Sébastien Favre, Alain Gallay, Kolja Farjon, Bertrand de Peyer, 1986. Stèles et monuments
du Petit-Chasseur, un site néolithique du Valais (Suisse). Département d’Anthropologie,
Genève.
Alain Gallay, Louis Chaix, 1984. Le Dolmen M XI : texte et planches, documents annexes. 2
vol. Le site préhistorique du Petit-Chasseur, Sion, Valais. Cahiers d’Archéologie Romande
31/32, documents du Département d’Anthropologie de l’Université de Genève 8/9.
Lausanne.
Alain Gallay, 2006. Les sociétés mégalithiques.
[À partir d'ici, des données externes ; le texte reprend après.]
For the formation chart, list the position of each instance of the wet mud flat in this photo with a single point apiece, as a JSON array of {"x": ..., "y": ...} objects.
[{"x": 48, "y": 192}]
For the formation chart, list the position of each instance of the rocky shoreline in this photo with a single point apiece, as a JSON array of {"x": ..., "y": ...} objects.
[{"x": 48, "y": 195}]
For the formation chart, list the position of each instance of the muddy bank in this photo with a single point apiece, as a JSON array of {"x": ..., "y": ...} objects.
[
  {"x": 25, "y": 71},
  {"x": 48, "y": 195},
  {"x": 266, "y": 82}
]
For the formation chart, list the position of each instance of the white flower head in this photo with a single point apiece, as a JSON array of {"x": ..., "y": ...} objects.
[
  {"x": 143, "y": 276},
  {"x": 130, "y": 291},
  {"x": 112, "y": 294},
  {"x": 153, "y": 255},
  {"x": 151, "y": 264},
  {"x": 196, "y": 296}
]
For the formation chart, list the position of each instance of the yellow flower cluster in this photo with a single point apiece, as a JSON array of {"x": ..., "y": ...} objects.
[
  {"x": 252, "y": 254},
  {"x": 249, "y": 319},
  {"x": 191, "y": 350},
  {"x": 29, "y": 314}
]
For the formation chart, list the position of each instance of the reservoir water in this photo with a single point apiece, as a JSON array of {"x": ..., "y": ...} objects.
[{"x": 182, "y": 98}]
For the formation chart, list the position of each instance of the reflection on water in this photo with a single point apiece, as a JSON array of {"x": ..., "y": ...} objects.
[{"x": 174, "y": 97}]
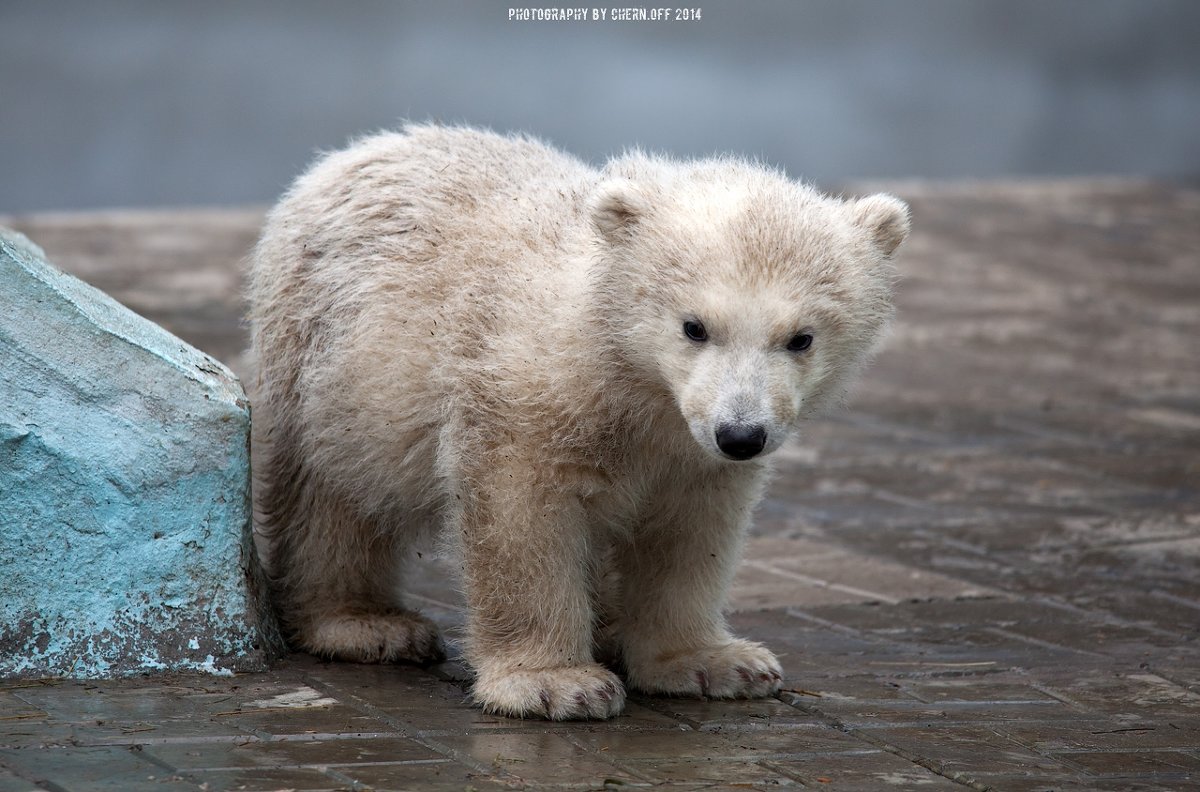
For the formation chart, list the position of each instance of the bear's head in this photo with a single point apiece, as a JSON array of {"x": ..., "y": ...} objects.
[{"x": 750, "y": 298}]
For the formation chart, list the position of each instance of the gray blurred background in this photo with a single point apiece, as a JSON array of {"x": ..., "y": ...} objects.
[{"x": 124, "y": 103}]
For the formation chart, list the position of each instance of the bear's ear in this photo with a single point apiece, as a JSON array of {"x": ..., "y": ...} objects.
[
  {"x": 617, "y": 208},
  {"x": 883, "y": 217}
]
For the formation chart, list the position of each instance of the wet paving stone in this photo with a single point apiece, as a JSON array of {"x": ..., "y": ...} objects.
[{"x": 983, "y": 574}]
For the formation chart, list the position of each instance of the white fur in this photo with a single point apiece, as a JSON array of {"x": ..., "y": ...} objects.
[{"x": 477, "y": 334}]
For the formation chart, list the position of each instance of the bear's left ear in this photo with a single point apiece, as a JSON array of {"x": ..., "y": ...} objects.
[
  {"x": 883, "y": 217},
  {"x": 617, "y": 208}
]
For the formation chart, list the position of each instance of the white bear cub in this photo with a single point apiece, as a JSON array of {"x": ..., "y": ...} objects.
[{"x": 579, "y": 373}]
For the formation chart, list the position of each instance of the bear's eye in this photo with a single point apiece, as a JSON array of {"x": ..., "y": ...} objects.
[
  {"x": 799, "y": 342},
  {"x": 695, "y": 330}
]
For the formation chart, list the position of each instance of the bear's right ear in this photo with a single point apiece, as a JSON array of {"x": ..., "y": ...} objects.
[
  {"x": 885, "y": 219},
  {"x": 617, "y": 208}
]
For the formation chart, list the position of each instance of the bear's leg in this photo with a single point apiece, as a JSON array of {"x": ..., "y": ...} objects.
[
  {"x": 529, "y": 619},
  {"x": 336, "y": 585},
  {"x": 675, "y": 575}
]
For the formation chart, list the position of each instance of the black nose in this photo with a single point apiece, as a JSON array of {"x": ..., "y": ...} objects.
[{"x": 741, "y": 441}]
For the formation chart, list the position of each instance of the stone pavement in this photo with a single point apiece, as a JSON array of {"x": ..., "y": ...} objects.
[{"x": 983, "y": 574}]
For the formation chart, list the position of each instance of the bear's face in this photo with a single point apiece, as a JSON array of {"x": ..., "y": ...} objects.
[{"x": 750, "y": 298}]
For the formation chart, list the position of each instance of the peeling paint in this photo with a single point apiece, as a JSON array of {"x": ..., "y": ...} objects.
[{"x": 125, "y": 529}]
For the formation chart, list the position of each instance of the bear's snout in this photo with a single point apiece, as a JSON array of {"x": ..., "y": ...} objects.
[{"x": 741, "y": 441}]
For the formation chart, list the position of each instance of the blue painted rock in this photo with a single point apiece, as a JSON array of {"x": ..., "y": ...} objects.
[{"x": 125, "y": 520}]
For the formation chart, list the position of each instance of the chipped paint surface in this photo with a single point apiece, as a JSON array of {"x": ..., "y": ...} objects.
[
  {"x": 125, "y": 541},
  {"x": 299, "y": 699}
]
Pouvoir des hommes, mémoire des morts.
Presses polytechniques et universitaires romandes 37. Collection « Le savoir suisse ».
Mario Sartori, Marcel Burri, Elisabeth Fierz-Dayer, Philippe Curdy, 2007. Caractérisation
pétrographique des éléments de construction de la nécropole du Petit-Chasseur et d’autres
sites néolithiques de la région de Sion. Bulletin d’Etudes Préhistoriques et Archéologiques
Alpines. Numéro spécial consacré aux Actes du XIe Colloque sur les Alpes dans l’Antiquité.
Champsec / Val de Bagnes / Valais-Suisse, 15-17 septembre 2006. Aoste.